New report: I-1433: A “Blunt Instrument” Increasing the Minimum Wage and Mandating Paid Sick Leave

Initiative 1433 will be on the ballot in November. We consider the initiative in a new report. Briefly:

  • I-1433 would increase the state minimum wage to $13.50 over four years.
  • It would require businesses statewide to provide paid sick leave to employees.
  • One hour of paid sick leave would be earned for every 40 hours worked.
  • There would be no limit on the number of hours of leave that could be used in a year.
  • There would be no exemptions for either the minimum wage or paid sick leave provisions.
  • Washington currently has the eighth highest minimum wage in the nation.
  • Many cities and states have increased their minimum wages in recent years.
  • Seattle, Tacoma, and SeaTac have their own minimum wage ordinances.
  • Five states require paid sick leave.
  • Seattle, SeaTac, Tacoma, and Spokane have their own paid sick leave requirements.
  • The economic literature shows that increasing the minimum wage results in reduced employment, fewer jobs created, no net poverty reduction, and declines in economic mobility.
  • Mandated benefits increase the cost of hiring employees.
  • By sector, minimum wage jobs are concentrated in accommodation and food services, retail trade, and agriculture.
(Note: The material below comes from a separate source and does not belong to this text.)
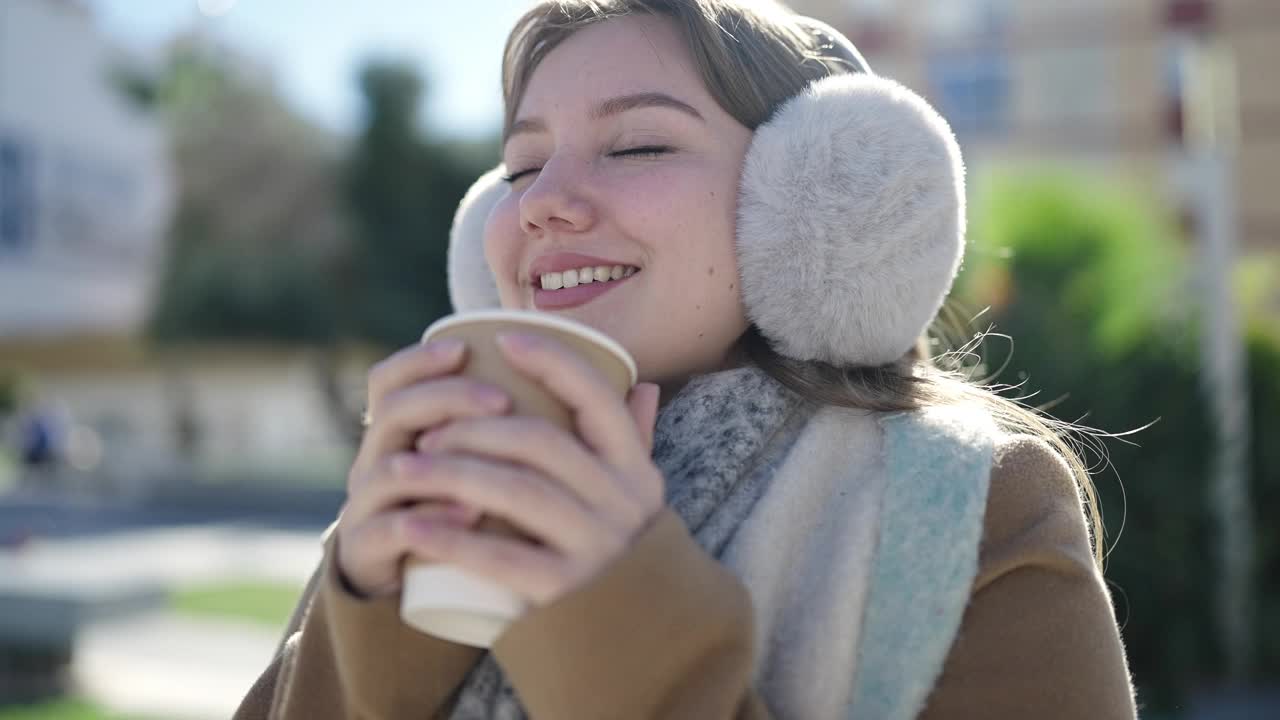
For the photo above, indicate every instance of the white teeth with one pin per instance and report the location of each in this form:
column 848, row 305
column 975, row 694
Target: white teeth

  • Geographically, they are concentrated in counties in central Washington.
  • 32 percent of the total state workforce earns less than $13.50.
  • Businesses may respond to higher costs by laying off workers, reducing hours, creating fewer jobs, automating, increasing prices, or moving.
  • Employment mandates like an increased minimum wage and paid sick leave, in combination with other business costs, make Washington less competitive with other states and foreign countries.